J Y Pillay Visiting Distinguished Professor, Steven Smith: Politics and the Problem of ‘Towering Ambition’

12 April 2017
Steven B. Smith, Alfred Cowles Professor of Political Science at Yale University

12 April 2017 (Wednesday), 6:30pm to 7:45pm
Tan Chin Tuan Lecture Theatre, Yale-NUS College
Steven Smith, Alfred Cowles Professor of Political Science at Yale University

In his talk, ‘Politics and the Problem of ‘Towering Ambition” Yale University Professor, Steven Smith, will address the topic of grand ambition in politics and how it has fallen on hard times. Current moral and political vocabulary neglects the role of phenomena like the love of glory, fame, and the struggle for recognition. Abraham Lincoln’s Lyceum Speech (1838) helps us reconsider the role of ambition in politics, reflecting on themes of demagoguery and political usurpation. Here Lincoln considers the “towering genius” in politics – the aspiring Caesar or Napoleon — as an instance of the general problem of ambitious tyrants seeking to undermine constitutionalism and the rule of law as a tribute to their own glory. With a rising wave of populist leaders in Europe, Latin America, and the United States, we would do well to reconsider Lincoln’s speech and the diagnosis it offers.
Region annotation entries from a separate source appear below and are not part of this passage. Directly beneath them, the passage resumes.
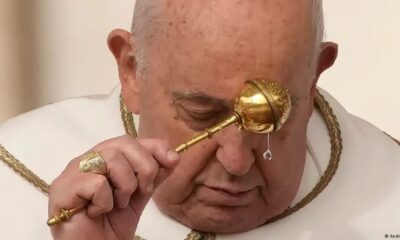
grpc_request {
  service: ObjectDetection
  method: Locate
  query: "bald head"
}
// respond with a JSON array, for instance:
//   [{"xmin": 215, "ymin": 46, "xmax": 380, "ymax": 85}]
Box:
[{"xmin": 131, "ymin": 0, "xmax": 324, "ymax": 72}]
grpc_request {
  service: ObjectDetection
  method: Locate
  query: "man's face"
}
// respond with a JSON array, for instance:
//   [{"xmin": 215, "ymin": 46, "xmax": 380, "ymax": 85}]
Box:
[{"xmin": 133, "ymin": 0, "xmax": 315, "ymax": 232}]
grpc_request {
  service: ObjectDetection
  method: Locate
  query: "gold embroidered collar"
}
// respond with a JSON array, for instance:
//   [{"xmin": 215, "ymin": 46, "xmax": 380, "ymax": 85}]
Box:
[{"xmin": 0, "ymin": 92, "xmax": 342, "ymax": 240}]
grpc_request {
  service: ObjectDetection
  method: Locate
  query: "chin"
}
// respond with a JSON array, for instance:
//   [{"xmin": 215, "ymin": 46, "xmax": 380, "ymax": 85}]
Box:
[{"xmin": 179, "ymin": 204, "xmax": 268, "ymax": 233}]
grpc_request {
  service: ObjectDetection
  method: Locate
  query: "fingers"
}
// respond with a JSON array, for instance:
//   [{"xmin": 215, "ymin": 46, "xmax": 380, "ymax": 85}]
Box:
[
  {"xmin": 100, "ymin": 149, "xmax": 138, "ymax": 208},
  {"xmin": 95, "ymin": 136, "xmax": 179, "ymax": 195},
  {"xmin": 49, "ymin": 136, "xmax": 179, "ymax": 223},
  {"xmin": 49, "ymin": 173, "xmax": 114, "ymax": 217}
]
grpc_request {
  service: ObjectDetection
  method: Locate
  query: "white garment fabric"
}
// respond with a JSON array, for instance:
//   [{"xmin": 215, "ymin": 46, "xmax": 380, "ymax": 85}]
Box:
[{"xmin": 0, "ymin": 87, "xmax": 400, "ymax": 240}]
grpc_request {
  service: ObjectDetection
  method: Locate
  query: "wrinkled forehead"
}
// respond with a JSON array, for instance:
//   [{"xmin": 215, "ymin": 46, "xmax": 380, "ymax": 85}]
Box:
[{"xmin": 165, "ymin": 0, "xmax": 313, "ymax": 51}]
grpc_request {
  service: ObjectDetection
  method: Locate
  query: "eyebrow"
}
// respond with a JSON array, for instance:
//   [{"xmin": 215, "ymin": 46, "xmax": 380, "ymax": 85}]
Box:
[{"xmin": 172, "ymin": 91, "xmax": 233, "ymax": 107}]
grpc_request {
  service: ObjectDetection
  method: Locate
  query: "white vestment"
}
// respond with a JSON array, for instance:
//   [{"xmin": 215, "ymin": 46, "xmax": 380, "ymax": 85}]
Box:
[{"xmin": 0, "ymin": 88, "xmax": 400, "ymax": 240}]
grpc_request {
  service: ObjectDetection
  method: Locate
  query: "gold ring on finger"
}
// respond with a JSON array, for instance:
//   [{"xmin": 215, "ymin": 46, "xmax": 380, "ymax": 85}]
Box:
[{"xmin": 79, "ymin": 151, "xmax": 107, "ymax": 175}]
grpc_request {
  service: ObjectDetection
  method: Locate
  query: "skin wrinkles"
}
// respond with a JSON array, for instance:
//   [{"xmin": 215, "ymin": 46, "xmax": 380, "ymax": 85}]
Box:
[{"xmin": 117, "ymin": 0, "xmax": 336, "ymax": 233}]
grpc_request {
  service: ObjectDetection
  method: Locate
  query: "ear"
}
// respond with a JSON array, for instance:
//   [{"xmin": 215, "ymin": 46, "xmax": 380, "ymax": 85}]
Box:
[
  {"xmin": 309, "ymin": 42, "xmax": 338, "ymax": 116},
  {"xmin": 313, "ymin": 42, "xmax": 338, "ymax": 87},
  {"xmin": 311, "ymin": 42, "xmax": 338, "ymax": 96},
  {"xmin": 107, "ymin": 29, "xmax": 139, "ymax": 114}
]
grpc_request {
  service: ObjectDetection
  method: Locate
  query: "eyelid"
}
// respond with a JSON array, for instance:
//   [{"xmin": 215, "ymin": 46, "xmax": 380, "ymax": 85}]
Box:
[{"xmin": 179, "ymin": 103, "xmax": 223, "ymax": 113}]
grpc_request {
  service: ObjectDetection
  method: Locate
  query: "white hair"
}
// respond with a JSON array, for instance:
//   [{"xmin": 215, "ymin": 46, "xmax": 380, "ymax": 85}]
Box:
[{"xmin": 131, "ymin": 0, "xmax": 325, "ymax": 75}]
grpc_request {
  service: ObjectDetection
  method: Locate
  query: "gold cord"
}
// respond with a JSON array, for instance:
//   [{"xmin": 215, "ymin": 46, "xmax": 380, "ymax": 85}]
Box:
[
  {"xmin": 120, "ymin": 90, "xmax": 343, "ymax": 240},
  {"xmin": 0, "ymin": 92, "xmax": 342, "ymax": 240},
  {"xmin": 0, "ymin": 145, "xmax": 50, "ymax": 195}
]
Steven B. Smith is the Alfred Cowles Professor of Political Science at Yale University. He received his Ph.D. from the University of Chicago and has taught at Yale since 1984. He has served as Director of Graduate Studies in Political Science, Director of the Special Program in the Humanities, and Acting Chair of Judaic Studies and from 1996-2011. His research has focused on the history of political philosophy with special attention to the problem of the ancients and moderns, the relation of religion and politics, and theories of representative government.

Steven Smith’s best known publications include Hegel’s Critique of Liberalism (1989), Spinoza, Liberalism, and Jewish Identity (1997), Spinoza’s Book of Life (2003), Reading Leo Strauss (2006), and The Cambridge Companion to Leo Strauss (2009) and Political Philosophy (2012). His new book Modernity and its Discontents was recently published by Yale University Press.